J'ai lu dans Télérama (oui je lis beaucoup Télérama, et alors?) un article parlant d'un "jeu" nouveau qui fait fureur dans le monde des internautes: Second Life. Ce "jeu" consiste à avoir un double virtuel, un "avatar", que l'on peut façonner à loisir, et à le faire vivre dans un monde virtuel similaire à la vie réelle.
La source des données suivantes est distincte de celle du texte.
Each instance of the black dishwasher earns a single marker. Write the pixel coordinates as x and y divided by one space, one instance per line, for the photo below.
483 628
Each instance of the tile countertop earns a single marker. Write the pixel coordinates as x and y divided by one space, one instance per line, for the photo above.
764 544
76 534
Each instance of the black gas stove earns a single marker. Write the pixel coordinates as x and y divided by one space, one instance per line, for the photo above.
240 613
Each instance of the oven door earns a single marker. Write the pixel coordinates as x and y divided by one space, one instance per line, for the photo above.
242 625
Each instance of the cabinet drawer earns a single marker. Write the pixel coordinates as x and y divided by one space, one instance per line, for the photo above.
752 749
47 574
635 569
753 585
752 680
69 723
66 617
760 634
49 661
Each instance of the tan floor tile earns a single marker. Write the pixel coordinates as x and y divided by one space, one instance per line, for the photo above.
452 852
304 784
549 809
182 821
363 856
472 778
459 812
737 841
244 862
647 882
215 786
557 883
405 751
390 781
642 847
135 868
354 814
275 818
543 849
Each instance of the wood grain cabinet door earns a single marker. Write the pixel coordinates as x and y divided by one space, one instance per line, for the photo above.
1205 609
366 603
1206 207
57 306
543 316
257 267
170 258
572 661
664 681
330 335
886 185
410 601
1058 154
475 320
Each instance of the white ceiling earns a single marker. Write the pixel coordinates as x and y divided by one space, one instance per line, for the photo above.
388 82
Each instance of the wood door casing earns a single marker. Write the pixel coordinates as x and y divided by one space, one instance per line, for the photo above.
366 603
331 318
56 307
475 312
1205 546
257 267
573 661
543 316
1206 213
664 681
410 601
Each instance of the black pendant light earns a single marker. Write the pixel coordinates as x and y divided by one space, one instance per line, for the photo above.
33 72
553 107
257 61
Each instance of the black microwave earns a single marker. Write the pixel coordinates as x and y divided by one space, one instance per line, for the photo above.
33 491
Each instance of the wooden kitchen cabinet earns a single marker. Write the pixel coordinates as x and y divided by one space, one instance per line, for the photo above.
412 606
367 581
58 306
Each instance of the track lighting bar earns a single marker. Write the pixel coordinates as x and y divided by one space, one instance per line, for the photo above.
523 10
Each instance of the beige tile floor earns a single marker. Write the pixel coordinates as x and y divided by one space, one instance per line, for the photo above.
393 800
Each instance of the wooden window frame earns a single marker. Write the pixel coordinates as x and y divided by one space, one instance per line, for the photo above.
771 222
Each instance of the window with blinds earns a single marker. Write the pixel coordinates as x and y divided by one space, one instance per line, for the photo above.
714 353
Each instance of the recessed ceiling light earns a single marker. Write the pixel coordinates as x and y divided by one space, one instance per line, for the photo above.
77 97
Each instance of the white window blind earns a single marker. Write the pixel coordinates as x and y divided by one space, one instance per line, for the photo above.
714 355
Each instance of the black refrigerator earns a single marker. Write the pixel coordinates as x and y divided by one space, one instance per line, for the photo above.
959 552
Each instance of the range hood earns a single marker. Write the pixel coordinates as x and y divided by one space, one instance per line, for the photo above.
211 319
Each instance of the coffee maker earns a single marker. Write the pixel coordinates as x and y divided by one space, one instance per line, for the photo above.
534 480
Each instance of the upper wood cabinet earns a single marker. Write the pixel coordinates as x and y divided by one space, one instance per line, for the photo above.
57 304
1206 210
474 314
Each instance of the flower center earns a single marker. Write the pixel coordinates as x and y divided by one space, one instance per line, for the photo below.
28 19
Le pich en brut ne donne pas super envie, vous ne trouvez pas?
Un monde parallèle, théâtre des mêmes règles de consumérisme que notre quotidien, les mêmes affaires à mener (oui si on aime faire des affaires, c'est drôle, mais combien sont-ils de cet acabit?), les mêmes publicités. Ne pas rencontrer de personnes réelles tout en ayant la sensation de ne pas être seul devant son ordi: on peut chatter avec les autres joueurs, dont la première question est "were are you from in first life" c'est-à-dire dans la vraie vie... Une sorte d'aspartame de vie, la sucrette de la société...
Tout cela serait à la rigueur innocent et sans grand intérêt si cela n'incluait pas de l'argent, du vrai, du bon zargent. Voilà que du simple jeu, on se retrouve dans le laboratoire du self-made, du rêve américain où on peut faire fortune, si tant est qu'on s'en donne la peine... Et encore une fois, mais ça n'est pas pour me déplaire, l'informatique a été plus vite que la réalité: comment taxer cette source de revenus? Je crois qu'on a pas fini d'en entendre parler!
Enfin, je crois que j'ai renoncé à trouver ça une bonne idée quand mon avatar Rebecca s'est allongée sur le tapis pour lire un bouquin (lequel? mystère), et je suis allée faire de même...


Oui enfin sur le canap, hein on y est quand même mieux!